Menurut Eddy, pihaknya sudah meminta kapal pengawas baru ke UPT Pangkalan Pengawas SDKP Jakarta. "Semoga usul diterima agar NTT bisa memiliki kapal pengawas yang lebih layak sehingga bisa melakukan operasi penertiban hingga ke Sumba," kata Eddy.
Menurut Eddy, TPP yang terjadi di NTT antara lain bom ikan, penggunaan bahan kimia berbahaya, kapal-kapal yang tidak laik operasi juga penertiban rumpon tak berizin. Bom ikan biasa terjadi di Kabupaten Rote Ndao, Sabu Raijua, TTU, Belu, Larantuka, Ende, SBD, Sumba Barat, Manggarai Barat dan Alor.
"Setidaknya dari tahun 2015-2016 ada sekitar 10 kali laporan masyarakat. Namun belum bisa ditindaklanjuti karena barang buktinya tak ada dan sarana prasarana juga belum memadai," kata Eddy.
Apalagi para pelaku memiliki sarana yang baik, termasuk memiliki senjata. Jika petugas melakukan penertiban dengan tangan kosong hal ini tentu membahayakan nyawa petugas.

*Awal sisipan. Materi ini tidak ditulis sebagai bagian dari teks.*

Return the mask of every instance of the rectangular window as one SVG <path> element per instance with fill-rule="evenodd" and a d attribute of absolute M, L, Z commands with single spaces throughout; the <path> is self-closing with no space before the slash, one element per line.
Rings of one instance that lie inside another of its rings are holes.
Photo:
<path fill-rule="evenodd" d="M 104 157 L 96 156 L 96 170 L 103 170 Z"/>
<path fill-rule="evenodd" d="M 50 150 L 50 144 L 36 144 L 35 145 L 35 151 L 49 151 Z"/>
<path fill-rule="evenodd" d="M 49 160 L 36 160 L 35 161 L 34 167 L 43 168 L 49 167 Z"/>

Ke depan pihaknya akan membangun koordinasi yang lebih baik. "Kami ada rencana membuat call center. Juga mengaktifkan kembali forum koordinasi penegakan hukum di bidang DKP yang selama ini belum berjalan maksimal," aku Eddy.
Menurut informasi dari masyarakat, demikian Eddy, rumpon yang dipasang di perairan NTT bagian selatan itu antara lain di Kolbano, selatan Rote Ndao, perairan selatan Sabu Raijua dan selatan Sumba.
"Prediksi ada 500-an rumpon ilegal di selatan NTT karena di wilayah itu minim pengawasan. Rumpon itu diduga milik nelayan dari Bali, NTB, Jawa Timur khususnya Probolinggo dan sejumlah nelayan lokal," katanya.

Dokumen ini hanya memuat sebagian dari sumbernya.